CSMA/CD

CSMA/CD

 CSMA/CD stands for "Carrier Sense Multiple Access with Collision Detection" and is a medium access control method used in Ethernet. It is also called a "first-come, first-served medium access control method" and is specified in IEEE802.3.

A brief explanation of how CSMA/CD works is as follows:

 Terminals (PCs, printers, etc.) connected to Ethernet always share the same bandwidth, and the number of terminals that can communicate on the transmission path is always limited to one. In other words, if another terminal is communicating, that terminal cannot communicate.

 The terminal that wants to communicate checks the availability of the transmission line and starts sending data. Which terminal can send data is first come, first served.

Now let's take a closer look at CSMA/CD.

 First, the terminal that you want to communicate with uses a NIC, etc., to check whether other data is flowing on the transmission path. This behavior is called "Carrier Sense".

 If no data is flowing on the transmission line, PC_A will transmit data on a first-come, first-served basis. This data will reach all terminals except PC_A.

Terminals other than the destination PC_D are discarded because the data is not addressed to them.

If there are other terminals that you want to communicate with, wait for the communication to finish and send after a random waiting time.

 In the example above, PC_A successfully sends data to PC_D, but what if the timing is bad?

 If the timing is bad, multiple terminals will start sending data at the same time. Then, on the transmission path, mutual data will collide (collision).

When data collides on the transmission path, the data is destroyed and the waveform of the electrical signal flowing through the cable is destroyed.

 Each terminal monitors the electrical signal with this collapsed voltage to determine whether a collision has occurred.

 The first terminal to detect a collision broadcasts data to all terminals telling them that a collision has occurred. This data is called a "jam signal".

 When a terminal detects a collision (Collision Detection), it waits for a random amount of time before retransmitting data. This random time is miso.

 If both parties send data at the same time, another collision will occur. So I'm trying to wait a random amount of time and send it again.

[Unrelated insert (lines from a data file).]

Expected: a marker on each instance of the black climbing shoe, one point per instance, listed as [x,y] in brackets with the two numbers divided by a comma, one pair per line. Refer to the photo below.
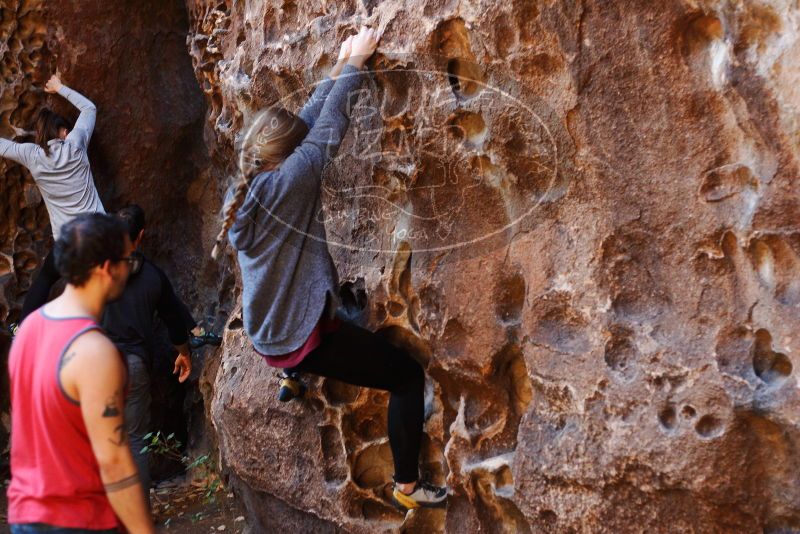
[291,387]
[425,495]
[205,338]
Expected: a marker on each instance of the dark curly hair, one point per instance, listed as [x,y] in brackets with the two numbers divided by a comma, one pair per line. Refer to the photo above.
[48,123]
[133,216]
[86,242]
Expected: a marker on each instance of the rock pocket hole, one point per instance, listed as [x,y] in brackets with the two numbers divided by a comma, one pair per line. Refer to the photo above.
[373,466]
[333,453]
[338,393]
[469,128]
[727,181]
[452,41]
[667,417]
[769,366]
[466,78]
[709,426]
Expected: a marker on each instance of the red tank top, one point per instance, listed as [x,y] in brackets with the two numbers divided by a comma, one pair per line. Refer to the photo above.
[55,478]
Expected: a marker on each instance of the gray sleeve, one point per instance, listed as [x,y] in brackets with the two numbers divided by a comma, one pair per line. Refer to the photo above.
[22,153]
[304,166]
[84,126]
[311,109]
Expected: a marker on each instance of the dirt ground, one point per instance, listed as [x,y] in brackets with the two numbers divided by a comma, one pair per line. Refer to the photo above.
[181,507]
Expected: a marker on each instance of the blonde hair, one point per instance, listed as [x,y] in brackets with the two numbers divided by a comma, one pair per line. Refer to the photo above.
[271,137]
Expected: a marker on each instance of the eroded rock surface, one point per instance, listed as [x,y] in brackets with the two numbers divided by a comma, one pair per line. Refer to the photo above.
[130,59]
[622,357]
[580,216]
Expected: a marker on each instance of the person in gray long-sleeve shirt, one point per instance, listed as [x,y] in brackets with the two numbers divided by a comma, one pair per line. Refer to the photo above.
[290,283]
[59,164]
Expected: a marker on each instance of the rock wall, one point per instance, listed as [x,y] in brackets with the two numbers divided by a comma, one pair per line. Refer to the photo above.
[592,244]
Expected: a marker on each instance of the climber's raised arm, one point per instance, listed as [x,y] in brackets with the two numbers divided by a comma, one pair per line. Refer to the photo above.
[312,108]
[22,153]
[82,131]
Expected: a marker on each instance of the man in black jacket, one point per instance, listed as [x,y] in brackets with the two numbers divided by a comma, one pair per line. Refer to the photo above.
[130,323]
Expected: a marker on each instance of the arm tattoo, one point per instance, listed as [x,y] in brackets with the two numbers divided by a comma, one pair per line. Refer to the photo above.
[111,409]
[65,360]
[122,438]
[122,484]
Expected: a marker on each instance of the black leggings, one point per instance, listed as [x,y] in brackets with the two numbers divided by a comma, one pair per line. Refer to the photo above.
[39,291]
[357,356]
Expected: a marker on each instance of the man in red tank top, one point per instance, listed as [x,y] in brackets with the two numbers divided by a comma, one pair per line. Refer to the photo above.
[71,468]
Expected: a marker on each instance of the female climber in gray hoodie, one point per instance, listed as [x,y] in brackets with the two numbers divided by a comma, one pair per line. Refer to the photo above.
[290,284]
[60,167]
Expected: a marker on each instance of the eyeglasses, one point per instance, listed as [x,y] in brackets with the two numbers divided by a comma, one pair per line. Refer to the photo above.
[135,260]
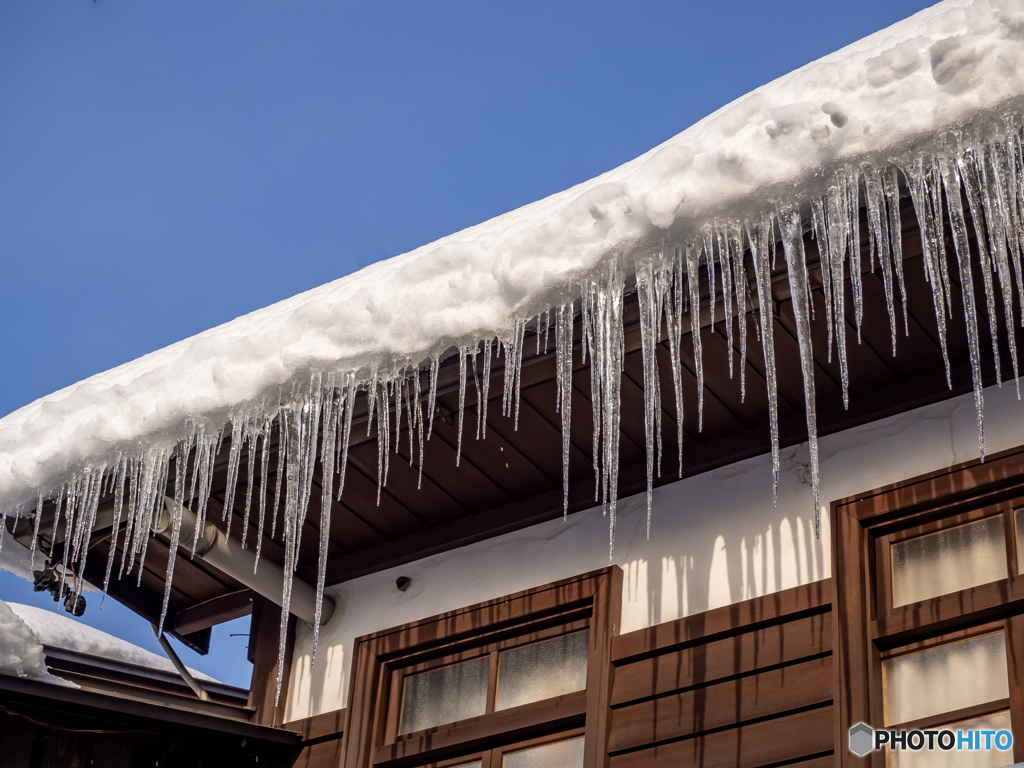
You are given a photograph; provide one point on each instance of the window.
(519, 682)
(928, 582)
(563, 751)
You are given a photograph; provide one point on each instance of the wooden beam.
(697, 459)
(263, 644)
(213, 611)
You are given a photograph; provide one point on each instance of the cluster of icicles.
(313, 420)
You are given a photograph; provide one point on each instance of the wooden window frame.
(868, 628)
(382, 659)
(494, 758)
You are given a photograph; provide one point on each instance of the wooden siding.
(743, 686)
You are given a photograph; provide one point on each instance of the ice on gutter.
(52, 630)
(930, 107)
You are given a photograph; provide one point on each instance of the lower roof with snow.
(545, 359)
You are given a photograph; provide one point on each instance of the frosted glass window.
(954, 759)
(1019, 520)
(948, 561)
(567, 754)
(945, 678)
(539, 671)
(444, 695)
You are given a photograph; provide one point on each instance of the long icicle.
(793, 243)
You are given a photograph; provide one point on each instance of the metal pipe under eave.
(227, 556)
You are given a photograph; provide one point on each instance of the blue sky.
(166, 167)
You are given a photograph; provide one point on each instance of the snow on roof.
(871, 101)
(20, 650)
(54, 630)
(930, 107)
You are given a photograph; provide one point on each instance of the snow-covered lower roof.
(25, 631)
(929, 108)
(873, 101)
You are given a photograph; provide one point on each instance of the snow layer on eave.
(945, 67)
(55, 631)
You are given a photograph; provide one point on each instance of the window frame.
(383, 659)
(493, 758)
(870, 629)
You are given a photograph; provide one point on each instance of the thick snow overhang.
(873, 195)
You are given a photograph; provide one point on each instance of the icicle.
(332, 403)
(399, 391)
(233, 462)
(408, 392)
(726, 271)
(950, 181)
(133, 481)
(462, 394)
(879, 228)
(1001, 197)
(263, 475)
(821, 239)
(513, 368)
(793, 243)
(605, 298)
(934, 186)
(838, 237)
(890, 184)
(650, 328)
(852, 212)
(590, 340)
(486, 386)
(383, 434)
(979, 197)
(371, 398)
(346, 429)
(674, 321)
(969, 178)
(693, 278)
(432, 403)
(479, 394)
(739, 282)
(922, 197)
(56, 515)
(563, 373)
(709, 245)
(35, 531)
(759, 239)
(280, 473)
(291, 432)
(419, 426)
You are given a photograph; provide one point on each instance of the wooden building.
(477, 626)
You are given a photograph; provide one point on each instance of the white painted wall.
(716, 539)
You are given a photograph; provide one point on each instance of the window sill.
(515, 724)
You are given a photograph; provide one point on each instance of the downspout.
(227, 556)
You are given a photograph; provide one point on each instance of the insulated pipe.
(226, 555)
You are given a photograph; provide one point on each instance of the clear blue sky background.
(168, 166)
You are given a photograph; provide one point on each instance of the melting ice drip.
(311, 423)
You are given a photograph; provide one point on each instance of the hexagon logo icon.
(861, 739)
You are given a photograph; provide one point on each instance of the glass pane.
(949, 561)
(1019, 526)
(953, 758)
(945, 678)
(444, 695)
(567, 754)
(539, 671)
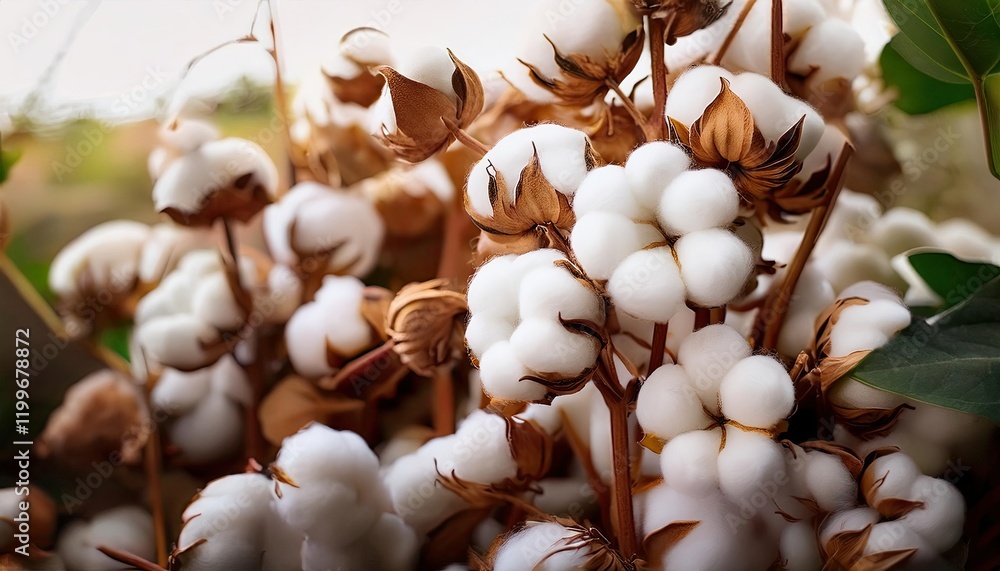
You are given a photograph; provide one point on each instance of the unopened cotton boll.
(606, 189)
(554, 293)
(690, 462)
(715, 265)
(601, 240)
(707, 355)
(501, 371)
(647, 285)
(698, 200)
(667, 407)
(830, 50)
(757, 392)
(546, 346)
(651, 167)
(751, 463)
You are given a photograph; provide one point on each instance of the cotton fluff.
(126, 528)
(516, 303)
(698, 200)
(564, 156)
(313, 223)
(333, 322)
(714, 264)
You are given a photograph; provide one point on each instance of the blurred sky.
(126, 53)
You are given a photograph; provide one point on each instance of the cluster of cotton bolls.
(716, 410)
(519, 305)
(182, 323)
(327, 509)
(205, 409)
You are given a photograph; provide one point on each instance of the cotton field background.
(570, 284)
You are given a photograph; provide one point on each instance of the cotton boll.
(651, 167)
(775, 112)
(757, 392)
(698, 200)
(715, 265)
(647, 285)
(483, 330)
(606, 189)
(546, 346)
(829, 482)
(749, 464)
(690, 462)
(707, 355)
(601, 240)
(901, 229)
(501, 372)
(552, 292)
(667, 406)
(798, 548)
(693, 91)
(832, 49)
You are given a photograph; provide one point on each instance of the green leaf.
(953, 280)
(922, 41)
(918, 92)
(953, 361)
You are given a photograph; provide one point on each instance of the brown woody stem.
(772, 315)
(715, 58)
(777, 44)
(658, 69)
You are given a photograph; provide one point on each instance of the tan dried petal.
(101, 416)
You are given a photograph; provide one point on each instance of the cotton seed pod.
(749, 464)
(698, 200)
(690, 462)
(601, 240)
(125, 528)
(606, 189)
(653, 166)
(647, 285)
(318, 229)
(322, 334)
(430, 89)
(229, 178)
(667, 407)
(714, 265)
(757, 392)
(101, 416)
(707, 355)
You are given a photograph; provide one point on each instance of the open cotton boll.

 The algorithm that calculates the waiting time until this transmission is called the "backoff algorithm", and the more retries, the longer the waiting time until the next transmission.

The number of retransmissions is up to 16 times, and if communication is not successful within 16 times, the communication fails and the OS is notified.

 Because of its simple mechanism, Ethernet is widely used and is still a technology that supports LANs. However, in recent years, with the increase in the number of terminals in the segment and the speeding up of lines, CSMA/CD is no longer compatible. increase.

Therefore, full-duplex communication is now mainstream instead of CSMA/CD.